15. Eu égard au motif d’annulation retenu par le présent jugement, il y a lieu d’enjoindre au préfet de la Haute-Garonne de réexaminer la situation de M. A… dans un délai d’un mois à compter de la date de notification du présent jugement, sans qu’il y ait lieu d’assortir cette injonction d’une astreinte.
Sur les frais liés au litige :
16. M. A… a obtenu le bénéfice de l’aide juridictionnelle.

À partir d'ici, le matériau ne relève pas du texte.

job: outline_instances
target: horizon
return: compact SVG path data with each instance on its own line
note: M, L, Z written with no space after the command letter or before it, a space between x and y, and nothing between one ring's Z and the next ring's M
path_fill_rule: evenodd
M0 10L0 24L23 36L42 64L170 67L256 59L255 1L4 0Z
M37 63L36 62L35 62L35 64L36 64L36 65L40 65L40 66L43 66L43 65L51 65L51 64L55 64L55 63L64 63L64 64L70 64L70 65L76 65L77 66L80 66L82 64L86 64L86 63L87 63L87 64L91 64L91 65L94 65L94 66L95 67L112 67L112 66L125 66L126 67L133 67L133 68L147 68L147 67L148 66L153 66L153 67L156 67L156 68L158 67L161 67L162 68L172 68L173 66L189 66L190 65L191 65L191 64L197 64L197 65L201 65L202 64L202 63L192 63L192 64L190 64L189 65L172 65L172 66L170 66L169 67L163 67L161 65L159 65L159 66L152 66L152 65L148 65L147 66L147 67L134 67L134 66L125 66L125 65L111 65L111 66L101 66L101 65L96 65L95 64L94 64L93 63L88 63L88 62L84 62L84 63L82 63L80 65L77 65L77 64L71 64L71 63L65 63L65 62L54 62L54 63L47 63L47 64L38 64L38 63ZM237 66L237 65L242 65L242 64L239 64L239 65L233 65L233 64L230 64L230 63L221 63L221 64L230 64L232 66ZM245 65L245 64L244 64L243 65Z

Par suite, son avocate peut se prévaloir des dispositions des articles L. 761-1 du code de justice administrative et 37 de la loi susvisée du 10 juillet 1991. Il y a lieu de faire application de ces dispositions et de mettre à la charge de l’État une somme de 1 200 euros, à verser à Me Cohen, avocat de M. A…, sous réserve que celle-ci renonce à percevoir la somme correspondant à la part contributive de l’État au titre de l’aide juridictionnelle.
17. En l’absence de dépens exposés dans la présente instance, les conclusions tendant à leur mise à la charge de l’État doivent être rejetées.
D E C I D E :
Article 1er : L’arrêté du 30 mai 2024 du préfet de la Haute-Garonne par lequel le préfet de la Haute-Garonne refusé de délivrer à M. A… o un titre de séjour, l’a obligé de quitter le territoire dans un délai de trente jours et a fixé le pays de renvoi est annulée en tant qu’il fixe le pays de renvoi.
Article 2 : Il est enjoint au préfet de la Haute-Garonne de réexaminer la situation de M. A… o dans un délai d’un mois à compter de la notification du présent jugement.
Article 3 : L’État versera à Me Cohen une somme de 1 200 (mille deux cents) euros en application des dispositions du deuxième alinéa de l’article 37 de la loi du 10 juillet 1991, sous réserve que Me Cohen renonce à percevoir la somme correspondant à la part contributive de l’Etat.
Article 4 : Le surplus des conclusions de la requête est rejeté.
Article 5 : Le présent jugement sera notifié à M. B… o, à Me Cohen, et au préfet de la Haute-Garonne.
Délibéré après l’audience du 5 février 2026 à laquelle siégeaient :
M. Grimaud, président,
Mme Bouisset, première conseillère,
Mme Méreau, conseillère.
Rendu public par mise à disposition au greffe le 19 février 2026.
La rapporteure,
M. MÉREAU
Le président,
P. GRIMAUD
La greffière,
M.-E. LATIF
La République mande et ordonne au préfet de la Haute-Garonne en ce qui le concerne ou à tous commissaires de justice à ce requis en ce qui concerne les voies de droit commun contre les parties privées, de pourvoir à l’exécution de la présente décision.